We need big banks to fund renewables

On the climate front, large banks are needed to support the massive shifts of capital needed to combat climate change. To limit warming to two degrees Celsius (2°C) as part of the Paris Climate Agreement, more than US$1 trillion needs to be invested in clean energy every year through to 2050 (according to a 2014 report by the International Energy Agency). Smaller Australian banks aren’t able to fund large-scale clean energy infrastructure. They just don’t have the capacity to make loans for big projects – whether climate friendly or not. Investment in clean energy totalled more than $11 billion for large scale renewable projects underway in Australia in 2018, and NAB and Westpac are major funders of renewables.

We currently assess that Westpac and NAB are implementing their commitment to lend in line with the economic transition our society needs to limit warming to 2°C. This assessment can be a bit complicated because of the scale and diversity of lending by large banks.

We use a climate scorecard which assesses lending to:

  • the fossil fuel sector, including the type of fuel and its emissions intensity
  • renewable energy and energy storage
  • technologies and activities which reduce energy usage or store carbon (eg, green buildings, low-emissions transport and reforestation)
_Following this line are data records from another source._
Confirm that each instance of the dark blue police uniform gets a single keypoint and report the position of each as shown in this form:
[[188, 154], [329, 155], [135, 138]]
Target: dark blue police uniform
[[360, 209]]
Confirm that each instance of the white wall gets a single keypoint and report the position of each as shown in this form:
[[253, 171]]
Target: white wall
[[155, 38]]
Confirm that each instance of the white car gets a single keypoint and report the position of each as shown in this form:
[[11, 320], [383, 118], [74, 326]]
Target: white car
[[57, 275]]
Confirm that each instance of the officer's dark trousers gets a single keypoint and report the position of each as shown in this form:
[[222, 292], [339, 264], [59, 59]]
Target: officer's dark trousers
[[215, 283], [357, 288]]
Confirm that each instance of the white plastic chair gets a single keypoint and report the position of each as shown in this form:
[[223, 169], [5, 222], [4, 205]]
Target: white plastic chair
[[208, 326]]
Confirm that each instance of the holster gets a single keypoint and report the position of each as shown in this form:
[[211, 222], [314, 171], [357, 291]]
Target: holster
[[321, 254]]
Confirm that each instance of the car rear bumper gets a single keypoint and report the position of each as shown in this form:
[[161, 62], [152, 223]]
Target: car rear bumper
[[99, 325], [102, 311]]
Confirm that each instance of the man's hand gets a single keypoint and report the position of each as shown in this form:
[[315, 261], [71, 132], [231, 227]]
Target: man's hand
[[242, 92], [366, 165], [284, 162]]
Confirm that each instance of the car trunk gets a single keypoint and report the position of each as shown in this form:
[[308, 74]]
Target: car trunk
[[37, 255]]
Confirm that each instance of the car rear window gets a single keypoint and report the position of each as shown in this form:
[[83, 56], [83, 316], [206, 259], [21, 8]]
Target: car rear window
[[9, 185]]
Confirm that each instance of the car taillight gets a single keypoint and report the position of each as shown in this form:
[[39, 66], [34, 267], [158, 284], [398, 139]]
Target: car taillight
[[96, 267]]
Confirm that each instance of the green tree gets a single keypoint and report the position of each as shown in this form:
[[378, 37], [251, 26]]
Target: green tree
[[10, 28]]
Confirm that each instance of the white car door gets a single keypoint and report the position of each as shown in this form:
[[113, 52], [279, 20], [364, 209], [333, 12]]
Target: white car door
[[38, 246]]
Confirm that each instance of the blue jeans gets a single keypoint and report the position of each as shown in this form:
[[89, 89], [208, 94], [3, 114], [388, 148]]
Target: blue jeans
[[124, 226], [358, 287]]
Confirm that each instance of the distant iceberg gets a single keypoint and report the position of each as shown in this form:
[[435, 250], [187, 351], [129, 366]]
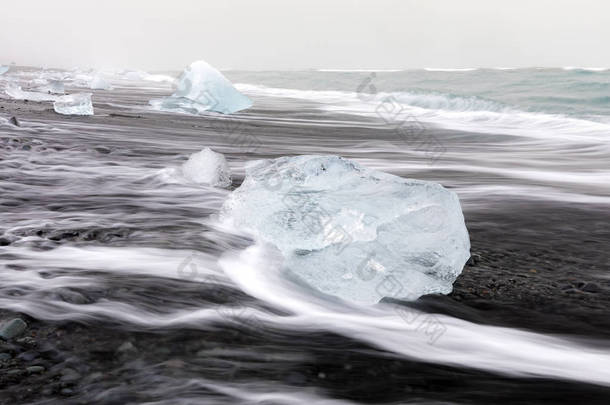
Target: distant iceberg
[[16, 92], [74, 104], [98, 83], [352, 232], [202, 88], [52, 87], [207, 167]]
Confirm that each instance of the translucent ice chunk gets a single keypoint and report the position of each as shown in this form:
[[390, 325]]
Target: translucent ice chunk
[[16, 92], [52, 87], [98, 83], [207, 167], [352, 232], [203, 88], [74, 104]]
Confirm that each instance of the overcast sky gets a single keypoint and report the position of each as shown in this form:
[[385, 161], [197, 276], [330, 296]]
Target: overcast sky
[[301, 34]]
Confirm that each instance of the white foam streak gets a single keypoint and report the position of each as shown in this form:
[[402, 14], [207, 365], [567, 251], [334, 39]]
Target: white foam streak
[[490, 348]]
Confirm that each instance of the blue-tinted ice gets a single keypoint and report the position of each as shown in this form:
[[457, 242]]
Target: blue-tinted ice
[[352, 232], [202, 88]]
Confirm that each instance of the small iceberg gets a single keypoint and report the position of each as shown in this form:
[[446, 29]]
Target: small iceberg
[[98, 83], [16, 92], [207, 167], [352, 232], [52, 87], [202, 88], [74, 104]]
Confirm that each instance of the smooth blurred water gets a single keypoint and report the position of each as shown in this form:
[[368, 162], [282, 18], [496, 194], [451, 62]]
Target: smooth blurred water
[[99, 233]]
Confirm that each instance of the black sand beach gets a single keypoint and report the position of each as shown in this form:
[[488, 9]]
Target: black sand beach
[[537, 265]]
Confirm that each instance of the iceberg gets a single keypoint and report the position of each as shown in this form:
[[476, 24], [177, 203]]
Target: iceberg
[[352, 232], [74, 104], [98, 83], [207, 167], [52, 87], [16, 92], [202, 88]]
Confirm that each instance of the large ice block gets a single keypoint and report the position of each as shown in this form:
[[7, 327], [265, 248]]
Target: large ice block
[[352, 232], [74, 104], [203, 88], [207, 167]]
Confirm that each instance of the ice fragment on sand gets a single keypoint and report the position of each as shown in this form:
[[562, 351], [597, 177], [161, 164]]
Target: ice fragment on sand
[[203, 88], [352, 232], [15, 91], [52, 87], [98, 83], [207, 167], [74, 104]]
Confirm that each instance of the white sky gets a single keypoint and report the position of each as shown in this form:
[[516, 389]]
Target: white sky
[[301, 34]]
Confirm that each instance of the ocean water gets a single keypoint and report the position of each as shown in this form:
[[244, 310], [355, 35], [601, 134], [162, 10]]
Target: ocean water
[[97, 232]]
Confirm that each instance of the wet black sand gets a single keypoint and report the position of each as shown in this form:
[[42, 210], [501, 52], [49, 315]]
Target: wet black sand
[[541, 266]]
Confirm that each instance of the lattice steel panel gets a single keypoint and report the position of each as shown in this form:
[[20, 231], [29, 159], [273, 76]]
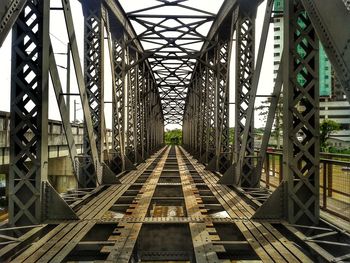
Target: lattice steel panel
[[301, 94], [118, 106], [29, 109], [93, 74], [245, 32]]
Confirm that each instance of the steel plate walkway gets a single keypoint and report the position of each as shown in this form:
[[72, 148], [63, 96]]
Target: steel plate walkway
[[169, 209]]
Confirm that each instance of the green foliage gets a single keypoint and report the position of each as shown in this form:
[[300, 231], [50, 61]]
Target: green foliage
[[173, 137], [327, 127]]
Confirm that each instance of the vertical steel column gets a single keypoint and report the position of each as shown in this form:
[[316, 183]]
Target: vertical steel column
[[222, 104], [29, 113], [140, 112], [118, 106], [297, 197], [132, 109], [245, 32], [211, 107], [203, 90], [301, 116], [93, 74]]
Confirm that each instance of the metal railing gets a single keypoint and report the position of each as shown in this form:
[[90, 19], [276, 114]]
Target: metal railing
[[334, 180]]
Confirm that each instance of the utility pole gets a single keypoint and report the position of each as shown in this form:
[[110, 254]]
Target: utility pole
[[75, 111], [68, 81]]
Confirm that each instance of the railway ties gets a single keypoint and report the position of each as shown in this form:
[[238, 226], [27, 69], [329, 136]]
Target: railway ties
[[169, 209]]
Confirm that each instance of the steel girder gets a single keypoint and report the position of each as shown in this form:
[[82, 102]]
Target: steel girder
[[297, 198], [171, 51], [93, 76], [206, 127], [32, 199], [301, 116], [9, 11], [29, 113], [245, 52]]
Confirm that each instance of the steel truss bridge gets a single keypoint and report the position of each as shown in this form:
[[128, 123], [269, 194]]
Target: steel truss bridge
[[201, 202]]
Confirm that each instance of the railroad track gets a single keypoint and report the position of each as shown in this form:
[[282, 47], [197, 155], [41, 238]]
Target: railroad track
[[168, 209]]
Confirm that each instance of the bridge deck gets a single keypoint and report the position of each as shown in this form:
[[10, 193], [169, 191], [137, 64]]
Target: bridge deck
[[169, 209]]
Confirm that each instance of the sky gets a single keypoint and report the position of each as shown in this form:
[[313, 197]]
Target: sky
[[59, 41]]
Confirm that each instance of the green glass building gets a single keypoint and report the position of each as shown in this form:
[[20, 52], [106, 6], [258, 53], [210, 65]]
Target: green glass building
[[325, 79]]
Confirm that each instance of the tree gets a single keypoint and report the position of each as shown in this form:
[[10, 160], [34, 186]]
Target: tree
[[278, 123], [173, 137], [327, 127]]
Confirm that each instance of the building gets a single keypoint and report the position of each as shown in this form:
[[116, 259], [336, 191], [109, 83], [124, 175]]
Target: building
[[333, 103]]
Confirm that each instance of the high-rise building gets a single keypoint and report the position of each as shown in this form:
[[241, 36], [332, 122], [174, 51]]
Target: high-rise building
[[333, 103]]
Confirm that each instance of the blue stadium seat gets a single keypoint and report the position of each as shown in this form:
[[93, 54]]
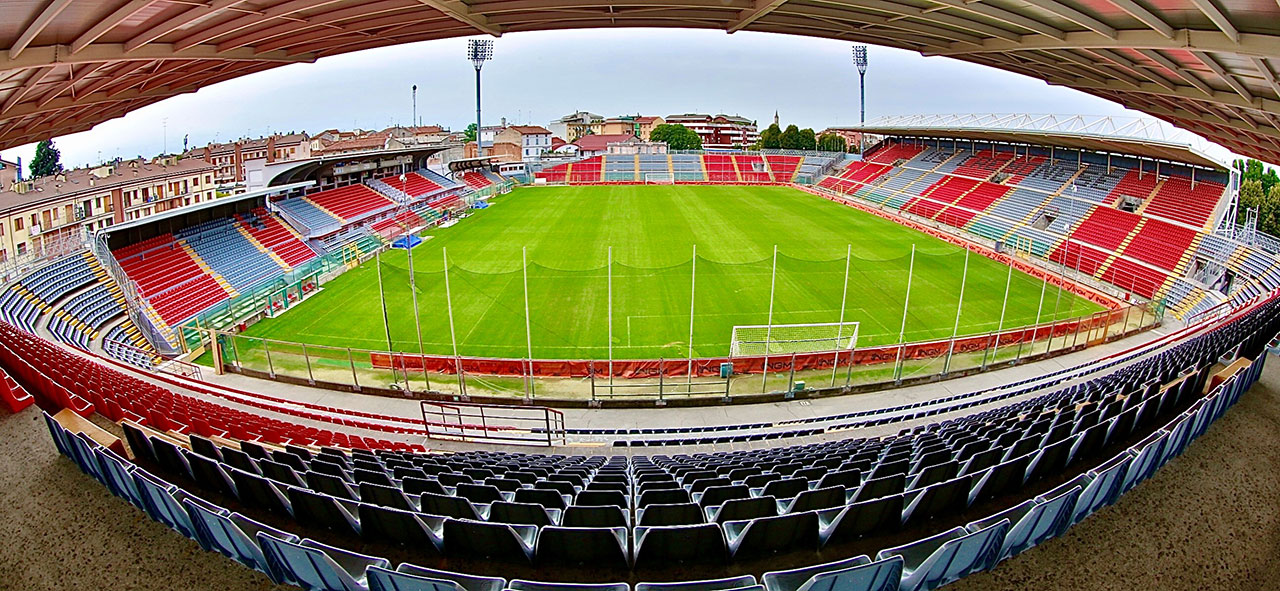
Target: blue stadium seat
[[731, 583], [520, 585], [937, 560], [411, 577], [234, 536], [858, 573], [316, 567]]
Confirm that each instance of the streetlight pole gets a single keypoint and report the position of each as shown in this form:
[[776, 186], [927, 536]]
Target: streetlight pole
[[479, 50], [860, 62]]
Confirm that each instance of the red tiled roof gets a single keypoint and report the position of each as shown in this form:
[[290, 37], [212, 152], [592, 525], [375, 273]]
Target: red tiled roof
[[597, 143]]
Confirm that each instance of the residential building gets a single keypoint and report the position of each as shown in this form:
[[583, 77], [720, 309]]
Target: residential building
[[636, 126], [577, 124], [533, 140], [720, 132], [49, 209]]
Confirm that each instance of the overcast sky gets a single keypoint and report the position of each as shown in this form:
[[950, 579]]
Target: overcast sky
[[538, 77]]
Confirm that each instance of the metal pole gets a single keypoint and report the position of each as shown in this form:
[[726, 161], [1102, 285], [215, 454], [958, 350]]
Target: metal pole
[[768, 330], [529, 333], [901, 331], [387, 325], [955, 329], [1000, 326], [844, 299], [1036, 326], [609, 273], [417, 320], [693, 291], [479, 147], [453, 334]]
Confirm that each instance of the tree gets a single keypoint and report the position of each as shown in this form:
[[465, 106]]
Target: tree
[[676, 137], [808, 140], [48, 160], [831, 142], [791, 138], [771, 137], [1251, 197]]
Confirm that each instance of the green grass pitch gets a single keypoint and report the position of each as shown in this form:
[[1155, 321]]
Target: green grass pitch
[[653, 229]]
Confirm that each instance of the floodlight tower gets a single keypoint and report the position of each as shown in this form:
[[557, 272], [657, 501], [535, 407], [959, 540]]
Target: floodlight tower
[[860, 62], [479, 50]]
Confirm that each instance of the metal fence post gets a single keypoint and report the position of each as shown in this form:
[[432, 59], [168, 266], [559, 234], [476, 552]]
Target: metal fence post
[[306, 357], [351, 360], [270, 367]]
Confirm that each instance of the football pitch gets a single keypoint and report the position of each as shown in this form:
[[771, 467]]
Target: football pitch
[[566, 233]]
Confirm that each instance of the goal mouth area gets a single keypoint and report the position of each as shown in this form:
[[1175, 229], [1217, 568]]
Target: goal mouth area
[[764, 339]]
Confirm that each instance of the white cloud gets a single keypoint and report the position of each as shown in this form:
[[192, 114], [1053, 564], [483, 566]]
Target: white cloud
[[538, 77]]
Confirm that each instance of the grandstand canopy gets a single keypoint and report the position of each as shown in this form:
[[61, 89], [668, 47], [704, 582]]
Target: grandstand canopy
[[1206, 65], [1129, 136]]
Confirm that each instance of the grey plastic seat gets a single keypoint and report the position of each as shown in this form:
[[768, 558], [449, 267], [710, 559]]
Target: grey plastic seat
[[864, 518], [768, 535], [478, 539], [663, 545], [447, 505], [316, 508], [814, 499], [522, 513], [672, 514], [401, 527], [547, 498], [858, 573], [740, 509], [595, 546]]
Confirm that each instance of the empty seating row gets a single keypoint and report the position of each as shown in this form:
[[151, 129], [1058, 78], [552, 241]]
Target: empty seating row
[[275, 236], [352, 202]]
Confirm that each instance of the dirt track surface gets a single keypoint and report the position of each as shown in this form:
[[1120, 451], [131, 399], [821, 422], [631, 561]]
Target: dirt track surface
[[1207, 520]]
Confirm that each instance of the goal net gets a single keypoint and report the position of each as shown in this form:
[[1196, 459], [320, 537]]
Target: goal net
[[792, 338]]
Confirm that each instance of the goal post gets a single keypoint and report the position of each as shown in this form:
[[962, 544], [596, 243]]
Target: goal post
[[792, 338]]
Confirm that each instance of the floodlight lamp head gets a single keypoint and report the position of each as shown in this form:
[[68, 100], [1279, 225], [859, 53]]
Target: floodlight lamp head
[[479, 50], [860, 58]]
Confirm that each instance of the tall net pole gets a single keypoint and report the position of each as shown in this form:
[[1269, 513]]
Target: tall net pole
[[479, 50], [693, 291], [1000, 326], [955, 328], [453, 334], [901, 331], [529, 333], [609, 274], [417, 320], [844, 299], [768, 330]]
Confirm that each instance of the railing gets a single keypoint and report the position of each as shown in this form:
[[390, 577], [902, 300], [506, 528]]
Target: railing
[[135, 305], [892, 363], [17, 266], [507, 424]]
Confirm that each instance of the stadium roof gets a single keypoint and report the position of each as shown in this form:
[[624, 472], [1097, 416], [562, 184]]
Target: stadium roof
[[1136, 136], [1208, 67]]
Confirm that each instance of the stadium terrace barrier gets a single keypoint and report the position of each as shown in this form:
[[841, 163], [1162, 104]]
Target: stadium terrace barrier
[[1157, 420], [830, 372]]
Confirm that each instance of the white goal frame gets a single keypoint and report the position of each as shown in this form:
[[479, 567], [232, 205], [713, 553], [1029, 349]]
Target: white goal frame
[[750, 340]]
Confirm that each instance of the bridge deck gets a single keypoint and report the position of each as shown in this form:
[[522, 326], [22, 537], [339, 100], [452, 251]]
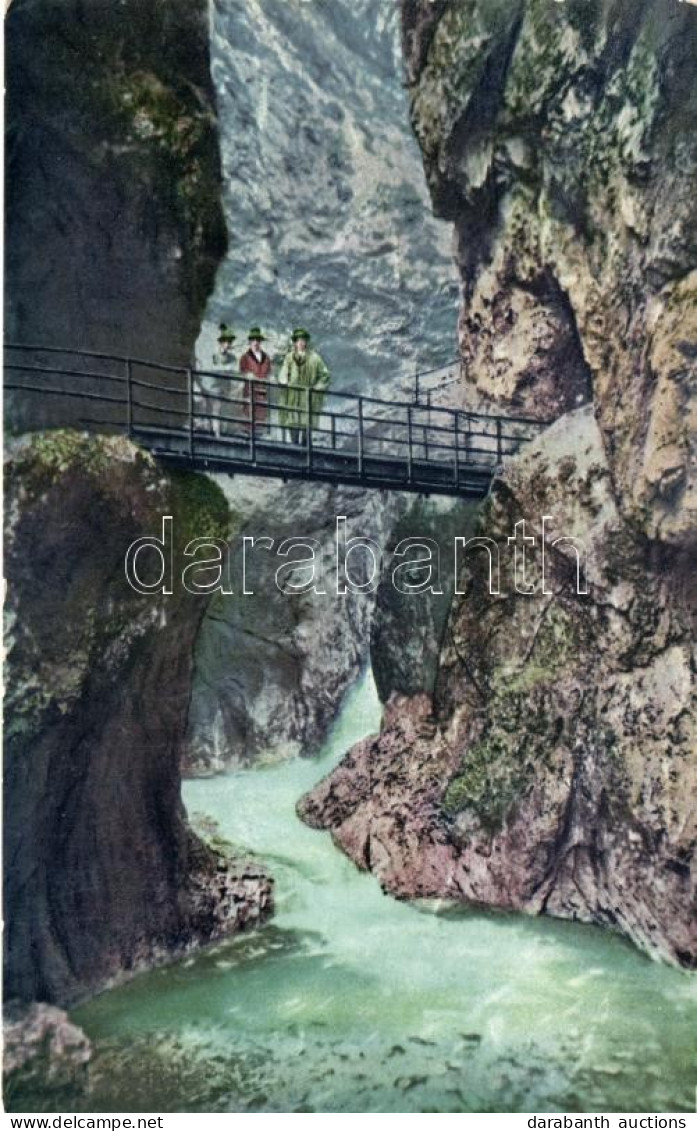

We also look at the way banks facilitate financing by others. For example, we look at how a bank might help companies raise financing for environmentally friendly initiatives, including through what are known as green bonds. For each of the climate scorecard categories above we look at a bank’s current lending, historical trends and lending targets. It’s also worth noting that smaller banks haven’t built the capital markets capacity to help their clients with the issue of green and social bonds.

There are also ‘no go projects’. We do not, and will not, invest in any bank which lends to the Adani Carmichael coal mine.

We also consider the banks’ support for government climate policy aligned with the Paris Climate Agreement  – both directly and indirectly through participation in industry associations.

How we invest and protest for a better future

As we invest selectively in banks, we also advocate that they can and should do better. And our climate investment expertise, perspective and public voice does make a difference. When we put pressure on banks, we’ve seen positive competition between the large Australian banks to improve the sustainability of their lending and other activities.

At Westpac’s 2016 AGM, Australian Ethical asked the Chairman to rule out support for the proposed Adani Carmichael mine in order to clearly and publicly demonstrate the integrity of the bank’s climate commitments. In 2017, Westpac released its 2020 climate action plan  which effectively ruled out lending to the Carmichael mine. In 2018 Westpac reported its achievement of $9.1 billion in lending to climate change solutions, moving towards its target of $10 billion by 2020.

For its part, NAB has ruled out future financing of thermal coal or oil tar sands extraction projects, or oil and gas projects impacting Antarctic wildlife refuge areas.

We welcome these initiatives, and we’ll continue to scrutinise and influence the banks to do even more to restrict climate change to 1.5°C (as urged by the latest IPCC report) and to restore trust in the banking sector.